Designated campsites are a great way to escape urban life for a relaxing few days. They often come with extras like showers, toilets and electricity points to make your getaway more comfortable. Comfort isn’t what everyone is after though. You maybe considering a truly wild camping experience away from luxury and modern conveniences – not to mention all the other people typically using a campsite at the same time.
Luckily, there are places in the UK where you can pitch a tent and sleep away from civilisation. There are plenty of spots where camping isn’t allowed, so it’s important to check before you head off so you don’t inadvertently break the law.
Wild Camping in England
The expansive Dartmoor National Park in Devon is one of the few places in England where you can just turn up with your equipment and set up camp. To protect the area, there are a few guidelines in place, but they mostly involve common sense and basic respect for the land. The main points are that large, heavy tents aren’t allowed, you need to set up at least 100 metres away from roads, and you should limit your stay to two nights. Contact the Dartmoor National Park organisation for full information.

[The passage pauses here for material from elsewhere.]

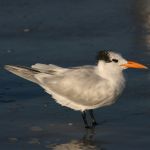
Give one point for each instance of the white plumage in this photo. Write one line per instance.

Since all land in England is owned by people and organisations, you’ll generally need express permission from the land owner in places to set up camp. However, don’t let that put you off, many landowners are happy for people to use their land responsibly, so it’s always worth asking. Offering a small payment can go a long way, and something can normally be arranged in areas like the Lake District, where many people manage to legally camp among the stunning scenery.
Wild Camping in Wales
There are no places in Wales where wild camping is automatically allowed, but there are two areas where permission is often granted: Snowdonia and the Brecon Beacons.
Plenty of farms and other privately-owned pieces of land are often used by campers with the full blessing of the owner. You shouldn’t have trouble finding a suitable place to sleep. As usual, be respectful and sensible, and keep group sizes to a minimum.
Wild Camping in Scotland
Cross over the Scottish border and you’ll find a completely different story to England and Wales. The Land Reform (Scotland) Act 2003 means that, with a few exceptions, you can camp pretty much anywhere, making it a wilderness explorer’s dream.
Obviously, you should avoid anywhere enclosed or obviously private, and look out for ‘No camping’ signs. East Loch Lomond is also under strict limitations, with a restricted zone in place where camping is forbidden at any time. As long as you do a bit of research beforehand, Scotland is largely yours to explore and use for camping as you please.
Wherever your adventures take you, remember to make absolutely certain you know what you’re doing and you’ve double-checked the legal status of the place you’re planning on visiting. Keep groups small, always be a responsible camper, and leave the site you choose just as it was when you arrived, without any litter or damage. And never embark on a remote camping trip without being properly equipped and prepared!